Misclassification of payroll is when employers intentionally and incorrectly classify full-time workers as independent contractors vs employees.  This means that employers not only deny certain workers their benefits, but that they pay significantly less in workers compensation taxes than they are supposed to.  This means that employers are paying in a lot less into the workers compensation system and workers that are rightfully owed payments for their injuries may end up being shortchanged.

According to Bret Shroyer, a solutions architect for Denver, Colo.-based Valen Analytics., payroll misclassification is a significant issue for the workers’ compensation industry.  Shroyer estimates that roughly $22 billion of payroll is misclassified each year, and the aggregate impact to the insurance industry is in the range of $1.6 billion in workers’ compensation premiums.  California alone accounts for roughly one‑third of the nationwide total of misclassified payroll.

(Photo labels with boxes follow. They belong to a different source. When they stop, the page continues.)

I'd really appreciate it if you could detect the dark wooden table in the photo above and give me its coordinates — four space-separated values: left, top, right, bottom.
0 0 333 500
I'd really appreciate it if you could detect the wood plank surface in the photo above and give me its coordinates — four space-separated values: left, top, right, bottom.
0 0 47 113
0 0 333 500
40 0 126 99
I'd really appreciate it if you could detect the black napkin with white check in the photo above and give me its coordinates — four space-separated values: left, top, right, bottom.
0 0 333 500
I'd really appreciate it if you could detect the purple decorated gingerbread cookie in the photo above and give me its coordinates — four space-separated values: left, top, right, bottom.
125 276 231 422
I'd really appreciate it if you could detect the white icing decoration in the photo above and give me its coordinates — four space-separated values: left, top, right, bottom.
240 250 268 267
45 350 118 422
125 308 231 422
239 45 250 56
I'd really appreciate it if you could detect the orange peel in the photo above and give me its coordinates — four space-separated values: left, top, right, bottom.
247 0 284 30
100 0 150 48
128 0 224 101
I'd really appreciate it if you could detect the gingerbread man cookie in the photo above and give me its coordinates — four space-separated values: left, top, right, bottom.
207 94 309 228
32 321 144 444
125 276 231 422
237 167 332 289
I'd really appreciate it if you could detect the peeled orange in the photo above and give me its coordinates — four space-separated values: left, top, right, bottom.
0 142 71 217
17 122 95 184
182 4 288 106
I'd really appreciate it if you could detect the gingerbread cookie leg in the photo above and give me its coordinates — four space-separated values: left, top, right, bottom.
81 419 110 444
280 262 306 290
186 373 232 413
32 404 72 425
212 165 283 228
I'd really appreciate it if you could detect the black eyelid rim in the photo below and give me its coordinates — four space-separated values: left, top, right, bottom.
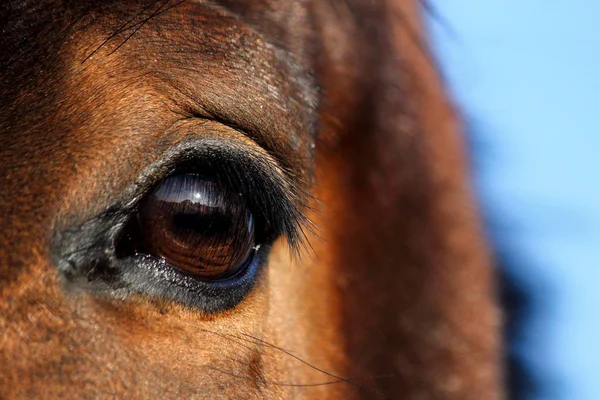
53 124 307 298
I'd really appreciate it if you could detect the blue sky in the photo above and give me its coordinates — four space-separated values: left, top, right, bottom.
430 0 600 400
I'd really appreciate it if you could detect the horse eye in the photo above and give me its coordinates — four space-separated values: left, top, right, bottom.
136 174 255 281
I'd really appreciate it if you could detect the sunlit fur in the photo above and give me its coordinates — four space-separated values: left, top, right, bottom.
0 0 502 399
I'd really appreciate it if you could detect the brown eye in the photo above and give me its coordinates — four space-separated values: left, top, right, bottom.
137 174 255 280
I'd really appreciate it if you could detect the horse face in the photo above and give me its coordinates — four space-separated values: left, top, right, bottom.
0 0 499 399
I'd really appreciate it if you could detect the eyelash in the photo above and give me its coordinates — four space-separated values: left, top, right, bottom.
56 140 312 314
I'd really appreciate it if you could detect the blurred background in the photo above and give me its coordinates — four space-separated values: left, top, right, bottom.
428 0 600 400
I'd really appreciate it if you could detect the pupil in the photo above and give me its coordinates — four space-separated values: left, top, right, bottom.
171 212 235 237
136 174 255 279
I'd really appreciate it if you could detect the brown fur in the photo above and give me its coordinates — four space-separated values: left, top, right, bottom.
0 0 502 399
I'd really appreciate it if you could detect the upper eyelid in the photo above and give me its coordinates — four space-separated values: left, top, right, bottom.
52 120 310 266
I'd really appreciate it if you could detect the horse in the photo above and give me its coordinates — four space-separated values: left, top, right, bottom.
0 0 503 399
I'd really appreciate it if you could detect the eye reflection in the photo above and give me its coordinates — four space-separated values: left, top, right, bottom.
137 174 255 280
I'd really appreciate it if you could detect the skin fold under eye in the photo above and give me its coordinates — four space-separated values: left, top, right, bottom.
135 174 255 280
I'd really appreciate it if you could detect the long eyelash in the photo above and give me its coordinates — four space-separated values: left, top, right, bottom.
192 146 318 257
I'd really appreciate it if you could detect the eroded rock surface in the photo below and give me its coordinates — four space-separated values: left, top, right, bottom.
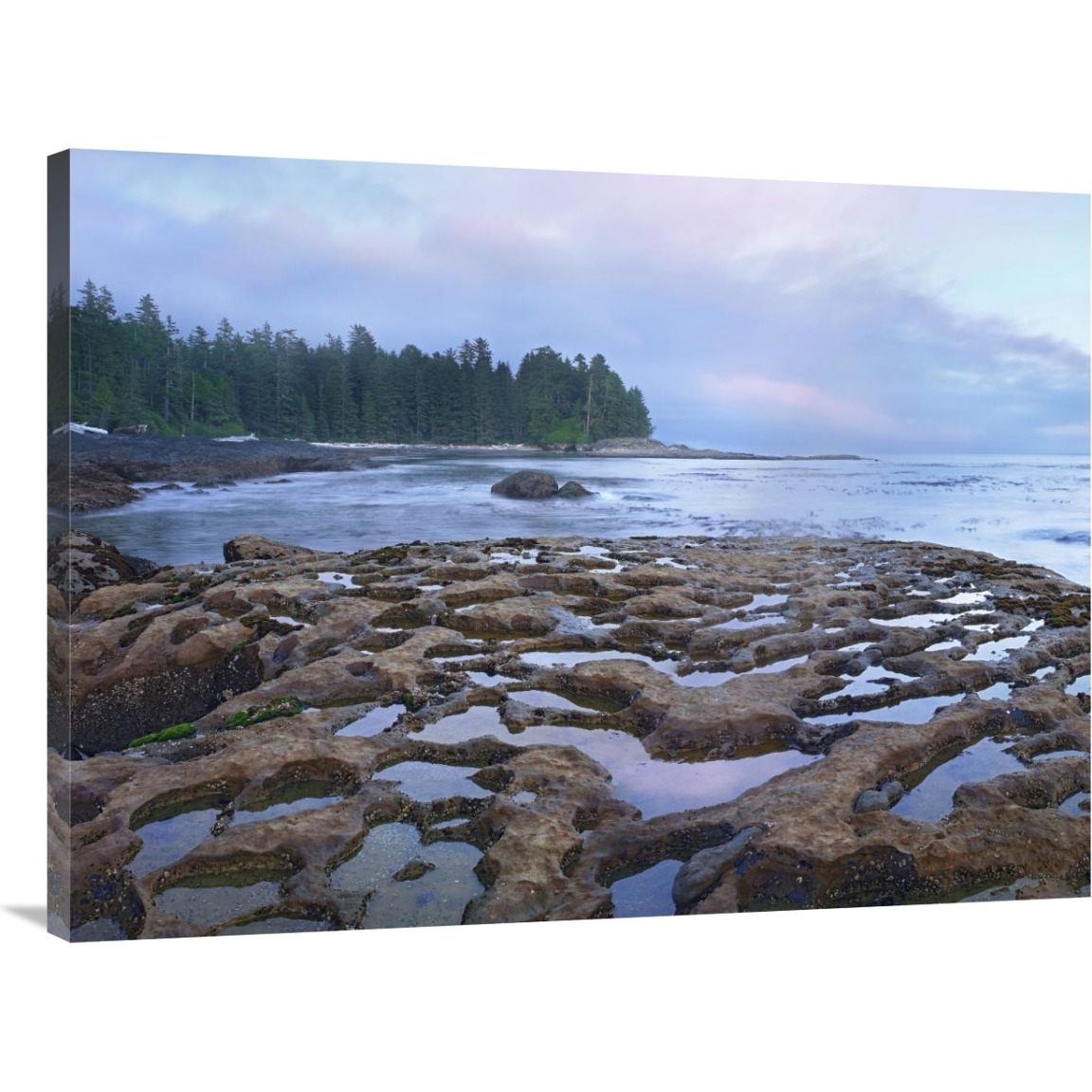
49 537 1089 939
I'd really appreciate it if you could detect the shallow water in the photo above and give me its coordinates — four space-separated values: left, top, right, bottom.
819 665 914 701
155 881 281 925
335 703 407 736
967 637 1030 663
1058 792 1089 818
891 737 1025 822
231 782 344 827
610 860 682 918
125 808 220 877
804 694 963 724
49 452 1090 584
407 705 817 819
330 822 484 929
372 762 493 800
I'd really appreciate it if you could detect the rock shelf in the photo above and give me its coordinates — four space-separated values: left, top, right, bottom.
48 537 1090 939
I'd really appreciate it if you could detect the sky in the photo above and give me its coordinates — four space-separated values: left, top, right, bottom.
72 151 1090 454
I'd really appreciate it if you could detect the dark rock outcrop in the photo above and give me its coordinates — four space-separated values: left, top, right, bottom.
224 535 316 562
46 527 159 610
489 471 592 500
489 471 557 500
557 482 592 500
47 431 373 512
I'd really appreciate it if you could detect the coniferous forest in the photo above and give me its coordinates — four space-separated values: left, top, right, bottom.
60 281 653 445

Although the amount of misclassified payroll is about 2.5 percent of aggregate payroll,  it may be between 8 percent to even 15 percent of the employer’s account when that happens, and the impact on the final premium for an employer can be as much as 20 to 30 percent of the insurance premiums due.

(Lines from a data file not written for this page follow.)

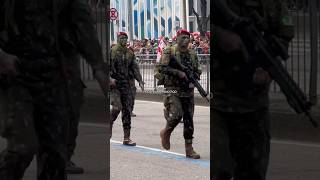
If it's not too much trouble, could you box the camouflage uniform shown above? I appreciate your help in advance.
[110,32,142,145]
[155,30,201,158]
[0,0,107,180]
[130,57,143,116]
[211,0,293,180]
[66,54,86,174]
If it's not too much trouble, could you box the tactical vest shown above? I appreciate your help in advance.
[154,45,197,85]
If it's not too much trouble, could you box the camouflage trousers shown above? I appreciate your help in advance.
[110,86,133,132]
[211,109,270,180]
[164,94,194,139]
[67,78,86,160]
[130,79,137,112]
[0,82,67,180]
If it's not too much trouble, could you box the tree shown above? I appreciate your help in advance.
[191,0,210,38]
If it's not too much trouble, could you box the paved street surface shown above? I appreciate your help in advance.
[110,101,210,180]
[0,88,320,180]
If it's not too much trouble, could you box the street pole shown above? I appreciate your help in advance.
[309,0,318,105]
[128,0,133,41]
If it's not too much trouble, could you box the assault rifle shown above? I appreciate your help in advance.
[215,0,318,127]
[169,55,210,102]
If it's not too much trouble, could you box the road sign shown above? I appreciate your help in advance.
[109,8,118,21]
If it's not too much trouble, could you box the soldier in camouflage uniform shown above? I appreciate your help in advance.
[211,0,293,180]
[0,0,107,180]
[155,30,201,159]
[110,32,144,146]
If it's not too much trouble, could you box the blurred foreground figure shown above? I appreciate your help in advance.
[211,0,293,180]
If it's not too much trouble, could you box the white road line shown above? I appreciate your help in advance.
[110,139,185,157]
[271,140,320,148]
[79,122,320,149]
[135,100,210,109]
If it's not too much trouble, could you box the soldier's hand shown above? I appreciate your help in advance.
[139,81,145,91]
[253,68,272,85]
[109,78,116,87]
[178,71,187,79]
[0,51,19,76]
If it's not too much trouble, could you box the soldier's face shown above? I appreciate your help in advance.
[177,35,190,48]
[118,36,128,46]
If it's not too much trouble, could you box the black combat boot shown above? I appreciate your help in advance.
[185,139,200,159]
[160,126,172,150]
[123,129,136,146]
[66,160,84,174]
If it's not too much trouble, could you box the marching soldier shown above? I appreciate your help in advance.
[110,32,144,146]
[155,29,201,159]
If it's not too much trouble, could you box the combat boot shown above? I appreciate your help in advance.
[131,112,137,117]
[160,126,172,150]
[185,139,200,159]
[123,129,136,146]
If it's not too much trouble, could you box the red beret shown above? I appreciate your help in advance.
[117,32,128,37]
[177,29,190,36]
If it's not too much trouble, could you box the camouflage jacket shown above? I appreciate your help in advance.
[155,45,202,96]
[110,44,142,82]
[0,0,106,75]
[213,0,293,112]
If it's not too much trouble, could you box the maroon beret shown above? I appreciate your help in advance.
[117,32,128,37]
[177,29,190,36]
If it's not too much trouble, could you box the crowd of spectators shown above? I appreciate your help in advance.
[129,33,210,55]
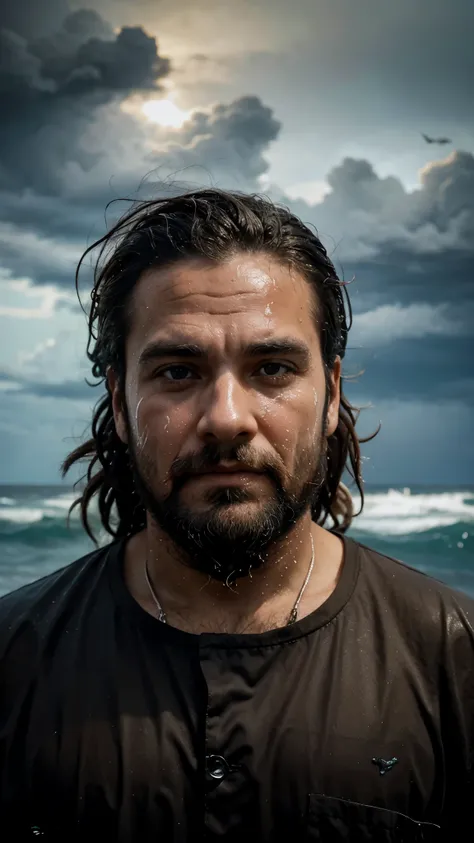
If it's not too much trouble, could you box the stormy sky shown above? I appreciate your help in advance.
[0,0,474,485]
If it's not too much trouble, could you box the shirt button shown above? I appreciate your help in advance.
[206,755,229,781]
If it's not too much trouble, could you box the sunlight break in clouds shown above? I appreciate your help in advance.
[142,99,189,129]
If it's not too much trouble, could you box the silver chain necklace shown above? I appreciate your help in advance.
[145,535,314,626]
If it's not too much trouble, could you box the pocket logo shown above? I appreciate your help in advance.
[372,758,398,776]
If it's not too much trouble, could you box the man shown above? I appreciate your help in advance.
[0,190,474,843]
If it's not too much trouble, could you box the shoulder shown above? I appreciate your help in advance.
[0,542,116,658]
[351,539,474,648]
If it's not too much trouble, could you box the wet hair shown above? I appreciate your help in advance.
[61,189,378,544]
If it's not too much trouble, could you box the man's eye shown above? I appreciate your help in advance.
[157,365,193,381]
[259,362,294,378]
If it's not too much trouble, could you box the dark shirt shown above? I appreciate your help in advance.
[0,538,474,843]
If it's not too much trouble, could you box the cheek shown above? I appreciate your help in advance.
[133,396,190,458]
[260,389,323,463]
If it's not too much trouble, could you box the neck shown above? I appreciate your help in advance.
[125,513,340,618]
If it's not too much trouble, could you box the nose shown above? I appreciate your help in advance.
[197,373,258,444]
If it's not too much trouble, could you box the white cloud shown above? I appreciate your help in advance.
[350,302,462,346]
[0,278,69,319]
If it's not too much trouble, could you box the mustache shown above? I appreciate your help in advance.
[169,443,286,483]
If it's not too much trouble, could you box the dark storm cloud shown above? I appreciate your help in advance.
[0,92,280,287]
[0,10,170,194]
[154,96,281,190]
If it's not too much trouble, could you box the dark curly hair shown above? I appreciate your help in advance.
[61,189,378,544]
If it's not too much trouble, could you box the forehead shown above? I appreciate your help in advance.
[129,254,317,347]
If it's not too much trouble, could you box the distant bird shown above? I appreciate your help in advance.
[421,133,452,143]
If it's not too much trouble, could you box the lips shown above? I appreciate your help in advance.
[193,465,261,475]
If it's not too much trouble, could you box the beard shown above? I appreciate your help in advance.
[127,415,327,585]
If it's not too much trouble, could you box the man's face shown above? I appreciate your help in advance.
[108,254,339,580]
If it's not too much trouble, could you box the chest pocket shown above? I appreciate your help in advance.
[306,793,441,843]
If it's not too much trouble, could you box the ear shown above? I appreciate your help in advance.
[326,356,341,436]
[107,366,128,445]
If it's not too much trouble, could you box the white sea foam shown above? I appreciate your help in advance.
[0,506,54,524]
[353,489,474,536]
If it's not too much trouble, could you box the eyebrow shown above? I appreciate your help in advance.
[138,337,311,366]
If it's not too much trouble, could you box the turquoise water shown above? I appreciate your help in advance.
[0,486,474,596]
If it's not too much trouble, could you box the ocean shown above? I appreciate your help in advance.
[0,485,474,597]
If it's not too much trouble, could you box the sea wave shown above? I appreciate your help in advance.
[0,488,474,541]
[353,488,474,536]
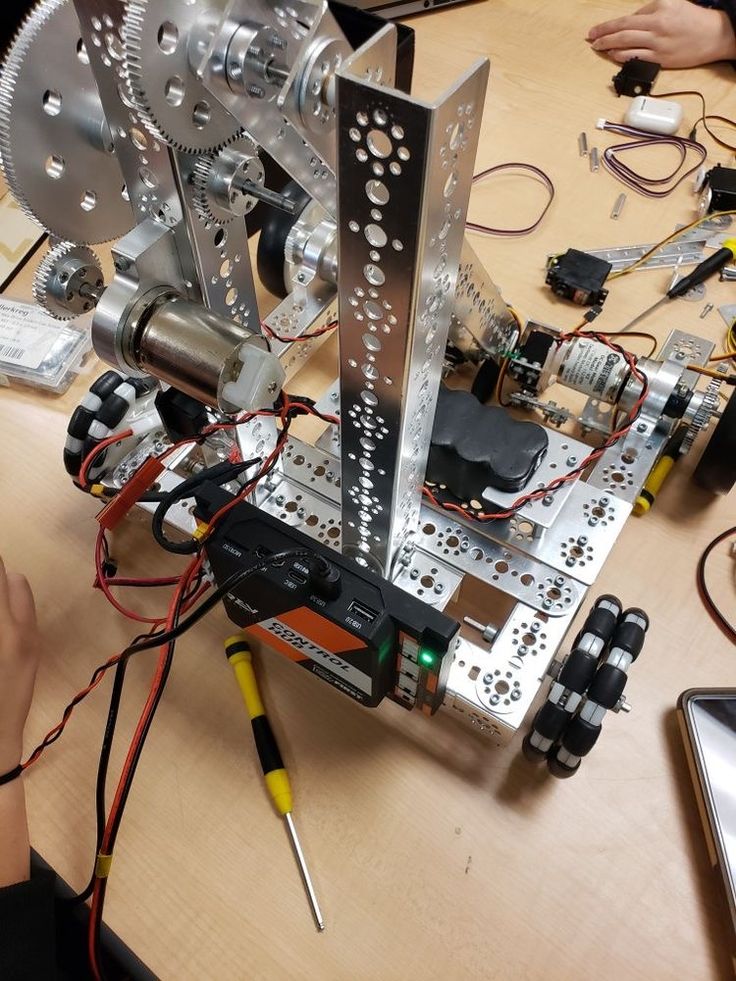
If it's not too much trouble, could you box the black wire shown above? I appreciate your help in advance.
[151,459,260,555]
[696,525,736,644]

Shroyer claims that the average incidence rate of misclassified payroll in California is almost 50 percent higher than the national average and that the impact when payroll is misclassified is also much larger.  The most prevalent violations occur in the construction industry.

Although the misclassification rate for the construction industry is just a little higher than the national average in terms of percent of policies, it has a huge impact on the premium that’s charged and represents a shortfall in premium collections of as much as $500 million according to Shroyer.  This misclassification of workers is not easy to detect and requires an audit of the employer’s payroll.

This $500 million dollar fraud diminishes the funds available to pay benefits to injured workers who pay the price for their employers fraud.  Think about that every time hear an employer claim that every injured worker’s case is a fraud.   It may be that the employer is viewing the system through the lens of his own shady practices.